How to get AI to “do things”

At their core, LLMs take input data and return output data. For chatbots, users enter text, the chatbot outputs text. Given this limitation, how do we get LLM powered tools to actually do something other than spit out more text?

1. Tool Use (Function Calling)

Tool use (often called “function calling”) allows AI models to interact with external systems and perform actions beyond text generation. The 4. Retrieval Augmented Generation (RAG) section above is an example of tool use, as we gave the LLM the ability to 1. Search for Data and 2. Retrieve documents. How it works:

The AI identifies when a user request requires external action
The AI generates a structured request to an external tool/function
The application intercepts this request and executes the actual function
Results are returned to the AI, which incorporates them into its response Real-world examples:
Booking a restaurant reservation by connecting to a booking API
Checking weather by accessing weather service data
Creating calendar events that actually appear in your calendar
Sending emails through your email provider
Running calculations in spreadsheets
Controlling smart home devices

2. Rendering markup languages and other text based formats

Chatbots output text, but that text isn’t limited to English prose. For example, chatbots can output code snippets. Often, chatbots will use the standard Markdown Code Block syntax to render code snippets like so:

print("This is some example code")

Because this format cleanly delineates code from prose, we could parse the LLM output to look for code snippets, and stuff that code into an web based IDE tool to provide the user the option to interact with that code. We could also (with extreme caution) execute code written by the LLM.

For example, our LLM could also generate LaTex syntax to display mathmatical notation.

  \begin{align}
    E_0 &= mc^2 \\
    E &= \frac{mc^2}{\sqrt{1-\frac{v^2}{c^2}}}
  \end{align} 

–>

\[\begin{align} E_0 &= mc^2 \\ E &= \frac{mc^2}{\sqrt{1-\frac{v^2}{c^2}}} \end{align}\]

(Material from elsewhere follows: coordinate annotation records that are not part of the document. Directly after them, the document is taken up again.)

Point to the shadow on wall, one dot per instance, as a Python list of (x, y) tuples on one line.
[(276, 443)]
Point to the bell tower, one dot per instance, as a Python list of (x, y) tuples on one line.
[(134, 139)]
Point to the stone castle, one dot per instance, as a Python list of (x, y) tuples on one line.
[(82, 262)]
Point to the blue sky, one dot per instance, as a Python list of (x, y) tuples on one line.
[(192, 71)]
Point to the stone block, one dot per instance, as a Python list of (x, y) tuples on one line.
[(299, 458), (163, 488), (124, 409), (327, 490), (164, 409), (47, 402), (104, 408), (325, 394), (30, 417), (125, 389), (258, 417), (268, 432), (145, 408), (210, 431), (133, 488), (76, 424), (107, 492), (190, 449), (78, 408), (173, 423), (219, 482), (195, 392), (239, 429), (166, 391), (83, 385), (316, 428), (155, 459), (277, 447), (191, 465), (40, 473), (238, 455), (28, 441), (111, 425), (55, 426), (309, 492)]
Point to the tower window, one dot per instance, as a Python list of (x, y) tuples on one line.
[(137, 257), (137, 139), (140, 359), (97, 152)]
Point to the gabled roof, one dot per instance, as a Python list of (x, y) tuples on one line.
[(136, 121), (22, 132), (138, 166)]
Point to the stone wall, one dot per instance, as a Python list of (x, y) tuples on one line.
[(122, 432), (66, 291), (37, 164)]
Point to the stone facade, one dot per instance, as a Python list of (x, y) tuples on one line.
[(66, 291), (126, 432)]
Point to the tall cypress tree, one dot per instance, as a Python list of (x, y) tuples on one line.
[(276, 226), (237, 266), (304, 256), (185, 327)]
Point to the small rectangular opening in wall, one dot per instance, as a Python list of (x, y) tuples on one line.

We could ask the LLM to use Mermaid Diagram Syntax to render diagrams.

graph LR
    A[Square Rect] -- Link text --> B((Circle))
    A --> C(Round Rect)
    B --> D{Rhombus}
    C --> D

–>

graph LR
    A[Square Rect] -- Link text --> B((Circle))
    A --> C(Round Rect)
    B --> D{Rhombus}
    C --> D

We could also ask the LLM to generate tabular data in the CSV format, which we can then display as a table and/or import into a spreadsheet application

product,unit cost,unit profit
super cola, 0.99, 0.90
diet super cola, 0.99, 0.95

–>

product	unit cost	unit profit
super cola	0.99	0.90
diet super cola	0.99	0.95

What all the above examples have in common: we ask the LLM for a text format, but use that text to render something more than text. The lesson here is that any text based data format can be generated by an LLM, though your results may vary. Also to note, I’ve found that LLMs generally render decent output for Mermaid diagrams, but struggle to interpret Mermaid diagrams put into the prompt. Again, this will vary depending on the model’s training data.